Data lakes are fast becoming valuable tools for businesses that need to organize large volumes of highly diverse data from multiple sources. However, if you are not a data scientist, a data lake may seem more like an ocean that you are bound to drown in. Making a data lake manageable for everyone requires mindful designs that empower users with the appropriate tools.
A recent webcast conducted by TDWI and Oracle, entitled “How to Design a Data Lake with Business Impact in Mind,” identified the best use cases for using a data lake and then defined how to design one for an enterprise-level business. The presentation recommended keeping data-driven use cases at the forefront, making a data lake a central IT-managed function, blending old and new data, empowering self-service, and establish a sponsor group to manage the company’s data lake plan with enough staffing and skills to keep it relevant.

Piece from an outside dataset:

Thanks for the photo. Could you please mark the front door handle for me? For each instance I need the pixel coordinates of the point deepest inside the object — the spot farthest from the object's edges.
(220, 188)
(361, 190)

“Business want to make more fact-based data but they also want to go deeper into the data they have with analytics,” says Philip Russom, a Senior Research Director for Data Management at TDWI. “We see data lakes as a good advantage for companies that want to do this as the data can be repurposed repeatedly for new analytics and use cases.”
Data lake usage is on the rise, according to TDWI surveys. A 2017 query revealed that nearly a quarter of those businesses questioned (23 percent) have a data lake already in production with another quarter (24 percent) expected to launch in 12 months with only 7 percent admitting they would not jump into a data lake. A significant number (21 percent) said they would be establish a data lake within three years.
In the same survey, respondents were asked about the business benefit of deploying a Hadoop-based data lake. Half (49 percent) rated advanced analytics including data mining, statistics, and machine learning the primary use case, followed by data exploration and discovery. The third largest response saw big data source for analytics as the third most likely use case for a data lake.
Use cases for data lakes include investigating new data coming from sensors and machines, streaming, and human language text. More complex uses for data lakes include multiplatform data warehouse environments, omnichannel marketing, and digital supply chain.
As the best argument for deploying and using a data lake is to be able to blend old and new data together. This is especially helpful for departments like marketing, finance, and governance which require insight from multiple sources old and new. Russom noted multi-module enterprise resource planning, Internet of Things (IoT), insurance claim workflow, and digital healthcare would all be areas that could benefit from data lake deployments.
When it comes to design, Russom suggests the following:
- Create a plan, prioritize use cases, and update as biz evolves
- Choose data platform(s) that support business requirements
- Get tools that work with platform and satisfy user requirements
- Augment your staff with consultants experienced with data lakes
- Train staff for Hadoop, analytics, lakes, clouds.
- Start with business use case that a lake can address w/ROI
Bruce Edwards, a Cloud Luminary and Information Management Specialist with Oracle, added that the convergence of cloud, big data, and data science have enabled the explosion of data lake deployments. Having a central vendor that not only understands large scale data management the but can integrate existing infrastructures into core data lake components is essential.
“What data lake users need is an open, integrated, self-healing, high performance tool,” Edwards said. “These elements are all needed to allow businesses to begin their data lake journey.